Cooperative Profile

In addition to a very long and different name, Withlacoochee River Electric Cooperative, Inc., is different from many electric utilities with which you may have been associated. The name Withlacoochee River Electric was chosen in 1941 as a common thread that ran through the Cooperative’s original service area (Citrus, Hernando and Pasco counties) in Florida. The title “Cooperative” signifies the non-profit status of your utility.

Withlacoochee River Electric Cooperative, Inc., was first organized on August 20, 1941. At that time, a group of far-sighted individuals asked the Rural Electrification Administration for a loan to begin construction of an electric system. Just a few days later war was declared and all loans were repealed. After the conclusion of the war in 1945, the loan application was resubmitted and approved.

The first member was connected on April 4, 1947. The first operating report ending on May 31, 1947, reflected sales of 862 KWH at a cost of $0.19 per KWH. Today your Cooperative’s energy sales on average exceed 300 million KWH per month, at a cost of less than $0.110 per KWH.
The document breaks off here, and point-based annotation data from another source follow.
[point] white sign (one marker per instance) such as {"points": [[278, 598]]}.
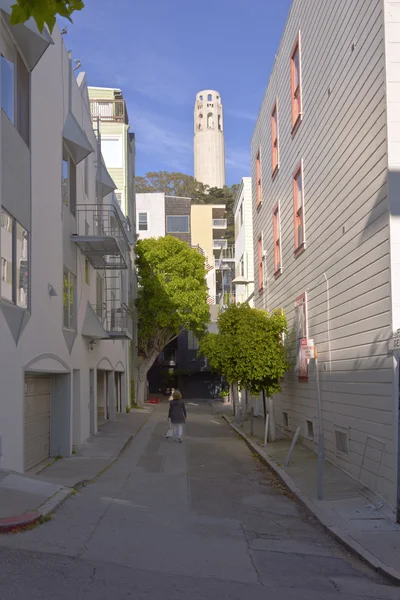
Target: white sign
{"points": [[307, 348]]}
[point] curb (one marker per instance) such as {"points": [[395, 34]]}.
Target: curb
{"points": [[15, 523], [50, 505], [322, 518]]}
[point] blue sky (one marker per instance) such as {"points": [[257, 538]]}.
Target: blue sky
{"points": [[161, 53]]}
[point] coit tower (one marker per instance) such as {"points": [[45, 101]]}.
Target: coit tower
{"points": [[209, 145]]}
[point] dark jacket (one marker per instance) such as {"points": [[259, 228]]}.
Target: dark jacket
{"points": [[177, 411]]}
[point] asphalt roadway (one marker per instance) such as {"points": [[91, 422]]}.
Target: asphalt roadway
{"points": [[201, 520]]}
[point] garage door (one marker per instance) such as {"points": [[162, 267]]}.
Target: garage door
{"points": [[37, 420]]}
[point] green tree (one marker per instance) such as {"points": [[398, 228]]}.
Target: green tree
{"points": [[172, 296], [171, 184], [248, 348], [44, 11]]}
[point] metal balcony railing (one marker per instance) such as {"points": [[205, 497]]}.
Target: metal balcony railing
{"points": [[116, 321], [109, 110], [102, 236], [220, 223], [228, 253], [220, 244]]}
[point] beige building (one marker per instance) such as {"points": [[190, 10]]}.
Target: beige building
{"points": [[208, 229], [209, 145]]}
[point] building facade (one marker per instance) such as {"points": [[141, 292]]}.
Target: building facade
{"points": [[244, 261], [209, 144], [63, 333], [325, 156], [111, 124]]}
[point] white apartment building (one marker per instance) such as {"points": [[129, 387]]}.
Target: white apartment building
{"points": [[65, 257], [244, 261], [326, 205]]}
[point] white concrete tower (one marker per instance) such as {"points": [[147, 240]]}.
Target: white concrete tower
{"points": [[209, 145]]}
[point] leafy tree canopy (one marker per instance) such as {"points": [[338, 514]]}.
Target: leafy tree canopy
{"points": [[172, 296], [248, 348], [44, 11]]}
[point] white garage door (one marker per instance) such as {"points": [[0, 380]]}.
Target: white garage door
{"points": [[37, 420]]}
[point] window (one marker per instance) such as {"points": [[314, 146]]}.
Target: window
{"points": [[87, 272], [14, 284], [241, 266], [301, 334], [298, 208], [295, 74], [7, 87], [193, 342], [177, 224], [258, 179], [99, 296], [285, 419], [143, 222], [68, 181], [69, 299], [86, 176], [15, 88], [274, 135], [260, 265], [277, 242], [111, 149]]}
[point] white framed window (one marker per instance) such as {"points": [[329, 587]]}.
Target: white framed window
{"points": [[177, 224], [15, 87], [143, 221], [193, 342], [14, 276], [69, 296], [111, 149], [68, 181]]}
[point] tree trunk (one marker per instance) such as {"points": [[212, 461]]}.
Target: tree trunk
{"points": [[143, 368], [265, 406]]}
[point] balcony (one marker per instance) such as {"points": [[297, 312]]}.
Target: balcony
{"points": [[109, 111], [228, 254], [220, 244], [220, 223], [102, 236], [117, 322], [168, 358]]}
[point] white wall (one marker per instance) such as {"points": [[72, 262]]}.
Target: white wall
{"points": [[42, 346], [244, 239], [342, 143], [154, 205]]}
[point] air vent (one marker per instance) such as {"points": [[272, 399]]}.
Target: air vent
{"points": [[342, 440], [309, 430]]}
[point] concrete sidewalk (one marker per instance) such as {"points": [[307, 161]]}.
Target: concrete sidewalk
{"points": [[25, 498], [350, 512]]}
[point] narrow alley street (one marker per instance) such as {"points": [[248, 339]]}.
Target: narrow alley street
{"points": [[198, 520]]}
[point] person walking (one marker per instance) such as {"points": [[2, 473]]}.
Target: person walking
{"points": [[177, 415]]}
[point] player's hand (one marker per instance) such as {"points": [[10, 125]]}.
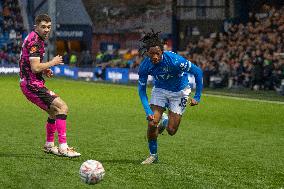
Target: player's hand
{"points": [[57, 60], [48, 73], [193, 102], [150, 117]]}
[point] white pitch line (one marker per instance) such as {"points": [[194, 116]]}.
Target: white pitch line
{"points": [[246, 99]]}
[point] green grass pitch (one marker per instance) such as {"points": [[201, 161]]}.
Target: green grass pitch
{"points": [[221, 143]]}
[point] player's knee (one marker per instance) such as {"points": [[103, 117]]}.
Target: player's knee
{"points": [[171, 131], [152, 124], [64, 109]]}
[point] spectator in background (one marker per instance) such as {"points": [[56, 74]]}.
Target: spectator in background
{"points": [[73, 59], [66, 58]]}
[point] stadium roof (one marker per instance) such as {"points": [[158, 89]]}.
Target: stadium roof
{"points": [[71, 12]]}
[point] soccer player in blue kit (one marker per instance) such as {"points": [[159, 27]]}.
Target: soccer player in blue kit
{"points": [[171, 89]]}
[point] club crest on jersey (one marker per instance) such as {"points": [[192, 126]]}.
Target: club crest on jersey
{"points": [[165, 69], [33, 49]]}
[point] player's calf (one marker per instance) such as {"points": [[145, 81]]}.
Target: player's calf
{"points": [[163, 123]]}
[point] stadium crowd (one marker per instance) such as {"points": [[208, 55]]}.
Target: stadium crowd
{"points": [[245, 55], [12, 32]]}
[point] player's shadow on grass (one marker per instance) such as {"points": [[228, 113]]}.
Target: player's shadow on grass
{"points": [[121, 161], [37, 156]]}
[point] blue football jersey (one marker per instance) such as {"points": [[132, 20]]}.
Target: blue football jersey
{"points": [[171, 74]]}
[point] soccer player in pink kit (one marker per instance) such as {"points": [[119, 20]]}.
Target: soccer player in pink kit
{"points": [[32, 85]]}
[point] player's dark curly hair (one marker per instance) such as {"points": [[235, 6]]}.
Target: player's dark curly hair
{"points": [[151, 39]]}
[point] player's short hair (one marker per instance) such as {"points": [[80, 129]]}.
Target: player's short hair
{"points": [[151, 39], [42, 17]]}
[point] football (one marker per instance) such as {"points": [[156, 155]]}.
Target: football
{"points": [[91, 172]]}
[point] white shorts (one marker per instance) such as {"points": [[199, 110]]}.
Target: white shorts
{"points": [[174, 101]]}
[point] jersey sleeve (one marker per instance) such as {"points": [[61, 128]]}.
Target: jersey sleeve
{"points": [[34, 49], [142, 84], [185, 65]]}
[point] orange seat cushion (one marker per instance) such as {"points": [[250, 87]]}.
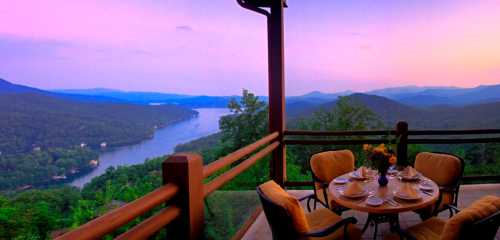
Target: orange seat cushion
{"points": [[279, 196], [444, 169], [323, 218], [321, 197], [478, 210]]}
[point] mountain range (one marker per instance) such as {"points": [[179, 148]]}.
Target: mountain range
{"points": [[410, 95], [422, 107], [31, 117]]}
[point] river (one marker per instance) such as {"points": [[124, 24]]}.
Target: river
{"points": [[163, 142]]}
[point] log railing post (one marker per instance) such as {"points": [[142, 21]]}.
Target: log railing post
{"points": [[277, 88], [402, 148], [186, 171]]}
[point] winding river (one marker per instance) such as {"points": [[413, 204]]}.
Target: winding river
{"points": [[163, 142]]}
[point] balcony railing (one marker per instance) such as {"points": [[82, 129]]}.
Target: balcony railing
{"points": [[184, 190]]}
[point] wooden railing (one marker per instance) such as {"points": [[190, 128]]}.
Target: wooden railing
{"points": [[404, 136], [183, 192], [182, 195]]}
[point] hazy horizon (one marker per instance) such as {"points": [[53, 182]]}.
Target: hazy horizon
{"points": [[218, 48], [264, 95]]}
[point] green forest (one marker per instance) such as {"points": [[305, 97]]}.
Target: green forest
{"points": [[45, 139], [40, 214]]}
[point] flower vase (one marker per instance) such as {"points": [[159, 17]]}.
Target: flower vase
{"points": [[382, 180]]}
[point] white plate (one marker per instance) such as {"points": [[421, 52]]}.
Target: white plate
{"points": [[340, 180], [374, 201], [392, 171], [362, 194], [406, 197], [407, 178], [426, 187], [355, 175]]}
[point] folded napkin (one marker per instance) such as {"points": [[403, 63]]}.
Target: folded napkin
{"points": [[362, 172], [353, 188], [410, 172], [408, 190]]}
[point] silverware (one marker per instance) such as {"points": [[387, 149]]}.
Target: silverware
{"points": [[427, 193], [392, 202]]}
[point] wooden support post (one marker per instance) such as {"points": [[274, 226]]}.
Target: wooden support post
{"points": [[402, 150], [277, 88], [186, 171]]}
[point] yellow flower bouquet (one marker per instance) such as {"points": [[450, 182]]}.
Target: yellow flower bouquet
{"points": [[381, 158]]}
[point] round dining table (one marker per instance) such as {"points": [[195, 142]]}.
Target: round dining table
{"points": [[392, 205]]}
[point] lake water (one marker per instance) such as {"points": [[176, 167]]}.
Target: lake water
{"points": [[163, 142]]}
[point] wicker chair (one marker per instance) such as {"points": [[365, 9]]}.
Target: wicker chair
{"points": [[478, 221], [288, 220], [325, 166], [447, 171]]}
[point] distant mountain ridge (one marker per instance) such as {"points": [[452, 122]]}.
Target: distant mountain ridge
{"points": [[438, 117], [435, 96], [411, 95]]}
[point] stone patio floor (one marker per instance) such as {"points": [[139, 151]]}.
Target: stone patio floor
{"points": [[468, 193]]}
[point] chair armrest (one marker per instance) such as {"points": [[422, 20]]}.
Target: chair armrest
{"points": [[404, 234], [457, 210], [447, 189], [344, 223], [305, 197]]}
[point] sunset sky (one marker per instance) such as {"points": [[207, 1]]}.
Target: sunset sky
{"points": [[217, 48]]}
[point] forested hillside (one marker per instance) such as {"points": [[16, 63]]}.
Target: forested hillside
{"points": [[436, 117], [45, 138], [33, 120]]}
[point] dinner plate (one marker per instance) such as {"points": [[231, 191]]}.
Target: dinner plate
{"points": [[407, 178], [358, 195], [403, 196], [392, 171], [426, 187], [374, 201], [355, 175], [340, 180]]}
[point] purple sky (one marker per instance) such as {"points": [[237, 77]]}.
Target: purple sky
{"points": [[217, 48]]}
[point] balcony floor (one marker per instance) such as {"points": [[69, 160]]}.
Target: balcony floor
{"points": [[468, 193]]}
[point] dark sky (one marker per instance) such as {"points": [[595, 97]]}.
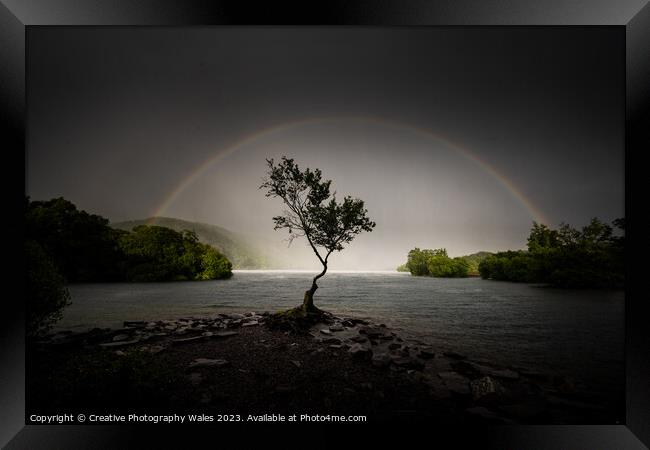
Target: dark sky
{"points": [[455, 137]]}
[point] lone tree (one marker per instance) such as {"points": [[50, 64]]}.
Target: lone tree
{"points": [[314, 213]]}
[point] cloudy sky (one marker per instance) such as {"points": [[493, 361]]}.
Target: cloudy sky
{"points": [[454, 137]]}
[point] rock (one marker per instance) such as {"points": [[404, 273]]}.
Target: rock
{"points": [[195, 378], [498, 373], [426, 353], [284, 389], [360, 351], [371, 332], [455, 382], [205, 362], [408, 362], [120, 344], [186, 340], [484, 413], [120, 337], [453, 355], [525, 410], [224, 334], [381, 360], [483, 386]]}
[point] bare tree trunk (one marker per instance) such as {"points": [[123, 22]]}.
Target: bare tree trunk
{"points": [[308, 302]]}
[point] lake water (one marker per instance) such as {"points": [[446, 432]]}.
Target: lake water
{"points": [[575, 333]]}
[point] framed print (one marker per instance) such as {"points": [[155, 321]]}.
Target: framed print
{"points": [[405, 215]]}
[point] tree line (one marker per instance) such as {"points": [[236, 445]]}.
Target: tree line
{"points": [[591, 257], [435, 263], [65, 245]]}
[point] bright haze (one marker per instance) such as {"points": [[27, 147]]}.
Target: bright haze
{"points": [[454, 137]]}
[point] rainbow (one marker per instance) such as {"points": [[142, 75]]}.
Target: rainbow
{"points": [[534, 212]]}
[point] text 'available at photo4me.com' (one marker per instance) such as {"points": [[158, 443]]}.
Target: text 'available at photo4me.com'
{"points": [[81, 418]]}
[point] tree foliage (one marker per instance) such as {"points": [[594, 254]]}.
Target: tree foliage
{"points": [[436, 263], [567, 257], [313, 212], [45, 290], [84, 248]]}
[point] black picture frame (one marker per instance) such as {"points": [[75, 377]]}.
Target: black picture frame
{"points": [[17, 15]]}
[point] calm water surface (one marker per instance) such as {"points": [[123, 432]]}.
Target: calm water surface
{"points": [[575, 333]]}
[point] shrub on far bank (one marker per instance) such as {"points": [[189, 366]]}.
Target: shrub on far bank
{"points": [[436, 263], [45, 291]]}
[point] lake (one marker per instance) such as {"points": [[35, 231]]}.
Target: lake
{"points": [[576, 333]]}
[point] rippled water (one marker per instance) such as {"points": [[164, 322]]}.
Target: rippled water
{"points": [[576, 333]]}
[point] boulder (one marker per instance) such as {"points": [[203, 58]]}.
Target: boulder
{"points": [[360, 351], [120, 344], [186, 340], [195, 378], [486, 414], [120, 337], [205, 362], [408, 362], [426, 353], [381, 360], [484, 386], [224, 334], [455, 382]]}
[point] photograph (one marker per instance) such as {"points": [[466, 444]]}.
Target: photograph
{"points": [[325, 224]]}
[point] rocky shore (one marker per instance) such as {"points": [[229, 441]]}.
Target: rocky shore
{"points": [[234, 364]]}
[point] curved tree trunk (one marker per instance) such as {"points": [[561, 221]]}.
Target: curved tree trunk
{"points": [[308, 302]]}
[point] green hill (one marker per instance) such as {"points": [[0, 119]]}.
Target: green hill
{"points": [[240, 250], [474, 260]]}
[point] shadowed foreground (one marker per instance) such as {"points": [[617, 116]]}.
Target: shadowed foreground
{"points": [[234, 364]]}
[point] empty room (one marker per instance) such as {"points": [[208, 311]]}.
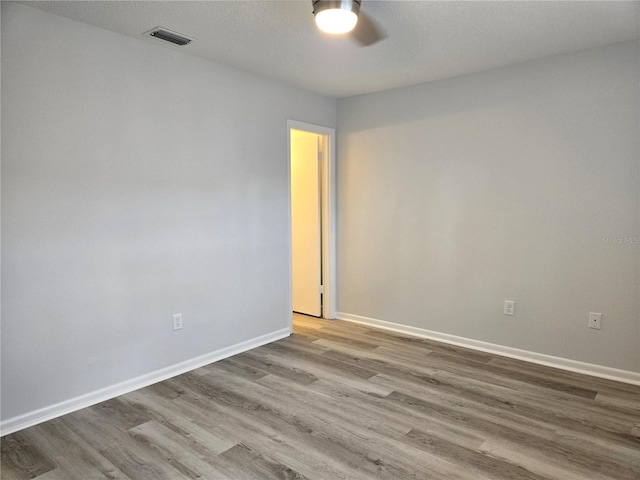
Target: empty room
{"points": [[277, 239]]}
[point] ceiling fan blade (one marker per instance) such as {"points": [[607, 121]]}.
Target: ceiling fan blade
{"points": [[367, 32]]}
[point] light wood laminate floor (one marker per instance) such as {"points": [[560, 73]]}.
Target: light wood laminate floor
{"points": [[338, 400]]}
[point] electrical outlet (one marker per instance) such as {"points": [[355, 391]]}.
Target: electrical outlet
{"points": [[509, 307], [595, 320], [177, 321]]}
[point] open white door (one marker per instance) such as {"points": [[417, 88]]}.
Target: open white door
{"points": [[306, 256]]}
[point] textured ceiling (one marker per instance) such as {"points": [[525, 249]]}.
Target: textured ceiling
{"points": [[426, 40]]}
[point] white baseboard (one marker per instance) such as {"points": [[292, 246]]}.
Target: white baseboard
{"points": [[47, 413], [533, 357]]}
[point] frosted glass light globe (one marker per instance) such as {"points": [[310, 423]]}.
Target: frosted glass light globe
{"points": [[336, 20]]}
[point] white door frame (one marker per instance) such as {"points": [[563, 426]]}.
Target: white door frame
{"points": [[328, 219]]}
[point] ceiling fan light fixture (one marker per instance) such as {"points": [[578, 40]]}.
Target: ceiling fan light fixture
{"points": [[336, 16]]}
Although the numbers have changed considerably the main Cooperative principles remain the same today:

  • Open Membership – Any person, firm, association, corporation, business trust, partnership, Federal agency, state or local political agency is eligible for membership.
  • Democratic Control – Board of Trustee members are elected by the membership. Each member has one vote. Trustees set policy and employ the General Manager. Trustees serve three-year terms and ballots are cast by mail.
  • Economic Participation – As a non-profit organization any funds remaining at the end of the year are returned to the membership through the Capital Credits process and Revenue Rate Reductions. To date, your Cooperative has returned more than $373 million to our member-owners.
  • Concern for Community – Your Cooperative is proud to be a Main Street company involved in projects to make our community a better place.

These principles differ greatly from many other utilities you may have had electric service with. For example, investor owned utilities are driven by the need to generate profits for their stockholders. Many of these investors live outside our community and are far removed from the issues that we face.